Also, if you go with the 3D, you can cook more than just one meal (if you're into that)... for example, while you're cooking up your one rack of ribs, you can toss in a rack of chicken thighs to smoke and shred for an awesome batch of chicken salad for sammiches later the next day or so...and on another rack, you could also be smoking some ABTs.

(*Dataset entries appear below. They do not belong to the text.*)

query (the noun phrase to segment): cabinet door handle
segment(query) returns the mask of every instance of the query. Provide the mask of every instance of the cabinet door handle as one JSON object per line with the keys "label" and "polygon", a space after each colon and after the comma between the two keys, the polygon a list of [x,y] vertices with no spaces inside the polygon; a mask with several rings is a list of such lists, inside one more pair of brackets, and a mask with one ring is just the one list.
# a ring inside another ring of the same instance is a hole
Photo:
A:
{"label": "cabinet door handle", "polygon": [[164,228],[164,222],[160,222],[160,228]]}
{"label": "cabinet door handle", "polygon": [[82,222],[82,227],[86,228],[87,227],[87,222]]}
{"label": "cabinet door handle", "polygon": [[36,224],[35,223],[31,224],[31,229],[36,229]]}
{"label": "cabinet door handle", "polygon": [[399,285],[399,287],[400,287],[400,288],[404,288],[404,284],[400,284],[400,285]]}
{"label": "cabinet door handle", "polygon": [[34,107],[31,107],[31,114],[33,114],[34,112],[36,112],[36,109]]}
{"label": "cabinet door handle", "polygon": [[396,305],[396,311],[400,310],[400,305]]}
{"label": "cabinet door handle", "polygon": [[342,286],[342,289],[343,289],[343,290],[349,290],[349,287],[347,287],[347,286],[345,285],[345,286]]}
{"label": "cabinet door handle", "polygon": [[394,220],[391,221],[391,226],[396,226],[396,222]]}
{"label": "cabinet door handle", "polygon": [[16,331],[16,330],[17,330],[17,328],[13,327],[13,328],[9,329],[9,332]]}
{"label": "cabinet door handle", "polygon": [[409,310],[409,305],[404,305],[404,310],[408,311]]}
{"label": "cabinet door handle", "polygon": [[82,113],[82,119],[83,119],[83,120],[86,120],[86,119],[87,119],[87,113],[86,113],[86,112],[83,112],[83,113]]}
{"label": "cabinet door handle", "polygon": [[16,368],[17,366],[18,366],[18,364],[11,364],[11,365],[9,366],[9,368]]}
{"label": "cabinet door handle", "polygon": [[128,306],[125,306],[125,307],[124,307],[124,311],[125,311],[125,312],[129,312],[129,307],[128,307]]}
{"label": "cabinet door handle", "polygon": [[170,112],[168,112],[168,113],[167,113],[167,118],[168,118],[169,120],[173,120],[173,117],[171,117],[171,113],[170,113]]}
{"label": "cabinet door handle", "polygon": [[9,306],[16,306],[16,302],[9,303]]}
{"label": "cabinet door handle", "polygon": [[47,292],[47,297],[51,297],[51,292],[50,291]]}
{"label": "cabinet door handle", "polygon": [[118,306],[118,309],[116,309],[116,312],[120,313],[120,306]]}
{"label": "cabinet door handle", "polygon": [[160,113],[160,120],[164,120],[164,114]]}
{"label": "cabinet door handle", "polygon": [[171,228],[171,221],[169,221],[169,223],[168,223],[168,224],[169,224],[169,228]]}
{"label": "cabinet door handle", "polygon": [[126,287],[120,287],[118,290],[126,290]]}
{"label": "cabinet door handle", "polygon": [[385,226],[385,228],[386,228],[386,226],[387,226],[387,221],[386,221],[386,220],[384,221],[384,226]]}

I'm not sure of the dimensional comparison between the 2D and 3D, but I used to have an MES 30 (and a 40), and I'd have to cut the rack of ribs in half in order to fit them into the MES smokers...and you can toss in a whole rack of ribs on one rack in the 3D without having to cut of some of the ribs.  They're all going to taste the same, but smoking a whole rack instead of two separate half racks is more fulfilling to me.  Just my 2-cents.


----------



## chopsaw (Mar 14, 2018)

What was said above , and what you're doing now won't be the same after learning new things on here . That's a fact .


----------



## myownidaho (Mar 14, 2018)

There’s only two of us but there are times where I’m doing five pound batches of things like jerky, salmon, sausage, etc. Every now and then I’ll also do multiple butts for a party. I probably could have gotten away with a 2D, but if I was going to spend this much on a smoker, I wanted to make sure it covered all the bases.


----------



## kit s (Mar 16, 2018)

old sarge said:


> My re
> 
> Did you try dropping the probe thru the smoke hole before you drilled through the smoker?  Just curious.


Sarge
Yep forgot to mention that. The problem there was the smoke residue would run down the lead onto the meat. Thus drilling a hole and having lead wire come from below meat stopped that little problem.


----------



## old sarge (Mar 16, 2018)

You have a point but a lot of folks run prob cables through that hole.  Sometimes 4 or 5 or more of them.


----------